90 Meter lang, sieben Geschosse. 1.000 Tonnen Stahl ummantelt von einem massiven Mauerwerk aus Backstein: Im Auftrag des Gutehoffnungshütte-Konzerns (GHH) entwarf der Industriedesigner und Architekt Peter Behrens im Jahr 1920 ein Gebäude, das heute seinen Namen trägt und zu den Ikonen der Bauhausarchitektur im Ruhrgebiet gehört. Seit 1998 ist der Peter-Behrens-Bau in Oberhausen das Zentraldepot des LVR-Industriemuseums. Eine für die Öffentlichkeit zugängliche Dauerausstellung im fünften Obergeschoss gibt einen Überblick über das künstlerische Schaffen eines der bedeutendsten deutschen Architekten und Pioniers modernen Designs. Darüber hinaus gibt es regelmäßig wechselnde Sonderausstellungen.

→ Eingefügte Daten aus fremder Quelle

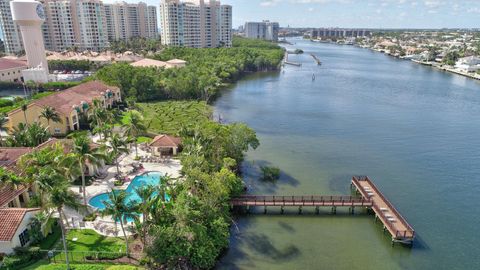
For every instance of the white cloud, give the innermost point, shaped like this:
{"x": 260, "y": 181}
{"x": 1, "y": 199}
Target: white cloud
{"x": 473, "y": 10}
{"x": 433, "y": 3}
{"x": 269, "y": 3}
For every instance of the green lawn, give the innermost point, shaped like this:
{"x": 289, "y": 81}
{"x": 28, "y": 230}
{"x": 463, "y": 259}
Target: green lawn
{"x": 45, "y": 265}
{"x": 169, "y": 116}
{"x": 88, "y": 243}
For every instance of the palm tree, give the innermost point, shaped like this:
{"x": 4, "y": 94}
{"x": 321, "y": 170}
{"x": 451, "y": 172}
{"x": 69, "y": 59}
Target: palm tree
{"x": 117, "y": 145}
{"x": 145, "y": 193}
{"x": 24, "y": 109}
{"x": 117, "y": 207}
{"x": 59, "y": 197}
{"x": 3, "y": 123}
{"x": 81, "y": 154}
{"x": 134, "y": 127}
{"x": 50, "y": 114}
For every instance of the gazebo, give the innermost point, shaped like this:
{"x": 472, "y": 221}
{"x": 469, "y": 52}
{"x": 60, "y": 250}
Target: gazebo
{"x": 165, "y": 145}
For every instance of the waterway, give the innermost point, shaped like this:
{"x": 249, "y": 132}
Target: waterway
{"x": 414, "y": 130}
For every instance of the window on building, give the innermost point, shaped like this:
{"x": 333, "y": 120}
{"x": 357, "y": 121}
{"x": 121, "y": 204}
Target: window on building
{"x": 24, "y": 237}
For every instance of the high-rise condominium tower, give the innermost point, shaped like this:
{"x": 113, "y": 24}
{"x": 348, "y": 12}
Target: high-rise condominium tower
{"x": 83, "y": 24}
{"x": 12, "y": 39}
{"x": 126, "y": 20}
{"x": 262, "y": 30}
{"x": 195, "y": 23}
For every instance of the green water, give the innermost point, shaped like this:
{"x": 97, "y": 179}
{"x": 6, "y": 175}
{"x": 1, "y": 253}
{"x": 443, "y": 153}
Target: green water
{"x": 413, "y": 130}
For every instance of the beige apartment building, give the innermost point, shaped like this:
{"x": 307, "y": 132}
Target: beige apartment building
{"x": 83, "y": 24}
{"x": 195, "y": 23}
{"x": 125, "y": 20}
{"x": 69, "y": 104}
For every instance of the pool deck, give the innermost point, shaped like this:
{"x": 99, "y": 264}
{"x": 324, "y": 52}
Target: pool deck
{"x": 105, "y": 225}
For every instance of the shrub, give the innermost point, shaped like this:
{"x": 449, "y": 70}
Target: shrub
{"x": 90, "y": 217}
{"x": 22, "y": 257}
{"x": 118, "y": 183}
{"x": 5, "y": 102}
{"x": 270, "y": 173}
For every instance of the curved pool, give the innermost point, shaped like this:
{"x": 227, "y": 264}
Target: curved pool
{"x": 149, "y": 178}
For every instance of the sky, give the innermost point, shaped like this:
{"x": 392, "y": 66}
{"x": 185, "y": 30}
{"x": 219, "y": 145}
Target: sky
{"x": 356, "y": 13}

Auf den ersten Blick hat sich gar nicht viel verändert: Hunderte von Kartons und Schubladen reihen sich in den langen Regalgängen aneinander, fein säuberlich katalogisiert und griffbereit. So war es schon ab Mitte der 1920er-Jahre, als der GHH-Konzern in dem Gebäude an der Essener Straße sämtliche für den Betrieb notwendigen Ersatzteile und Verbrauchsgüter aufbewahrte, von der Schraube über Fahrradschläuche bis zu Schreibpapier. Heute werden hier Zeugnisse der rheinischen Industrie- und Sozialgeschichte vom späten 18. Jahrhundert bis heute aufbewahrt. Vom Schutzmantel der Stahlkocher bis zum knitterfreien Herrenanzug und vom Freundschaftskärtchen bis zur Wäschemangel.
Umfangreiche Sammlung
Insgesamt 350.000 Objekte lagern in dem imposanten Industriedenkmal, bei dessen Entwurf Behrens streng der Formensprache des Bauhauses und der Neuen Sachlichkeit folgte. Unterteilt ist die Sammlung in sechs Kategorien. Den Schwerpunkt der Textilsammlung bildet Alltagskleidung. Einige Stücke, wie beispielsweise Baumwollkleider aus dem späten 18. und frühen 19. Jahrhundert sind heute sehr rar. Den Kontrast dazu bilden schillernde Abendkleider, die ebenfalls im Depot aufbewahrt werden. „Von Rechnungen und Liebesbriefen“ ist die Papier-Sammlung des LVR-Industriemuseums überschrieben. Die dort befindlichen Objekte – vom einfachen Schreibpapier bis zur Nudelverpackung – machen deutlich, wie sich die Einsatzmöglichkeiten von Papier mit Beginn der industriellen Erzeugung veränderten. Auf mittlerweile 20.000 Objekte angewachsen ist die Kunststoff-Sammlung, die der Kunststoff-Museums-Verein dem LVR-Industriemuseum als Dauerleihgabe zu Verfügung gestellt hat und in der sich auch Designklassiker wie das „Bobby Car“ oder der sogenannte Panton-Chair des dänischen Designer Verner Panton finden.
Darüber hinaus lagern im Peter-Behrens-Bau, der sich in direkter Nähe zu Europas größtem Einkaufszentrum, dem Westfield Centro, dem Industriedenkmal Gasometer und der Ludwiggalerie Schloss Oberhausen befindet, die Sammlung „Metallwaren und Maschinen“ mit Objekten aus der Schneidwaren- und Montanindustrie sowie – für Nostalgiker - die Sammlung „Alltagskultur“. „Junge Projekte und alte Schätze“ stehen sich in der Fotosammlung gegenüber. Eine Sammlung innerhalb dieser Sammlung stellt auch einen Bezug zu dem Ort her, in dem sie gelagert wird: Denn dank eines Fundes im Inventar des Wohn- und Kontorhauses der St. Antony-Hütte in Oberhausen-Osterfeld, ihres Zeichens Keimzelle der Stahlindustrie im Revier, ist das LVR-Industriemuseum seit fast 20 Jahren im Besitz des Negativarchivs der Werkfotografischen Abteilung der Gutehoffnungshütte. Es umfasst unter anderem rund 15.700 Glasnegative aus der Zeit zwischen 1880 und etwa 1960.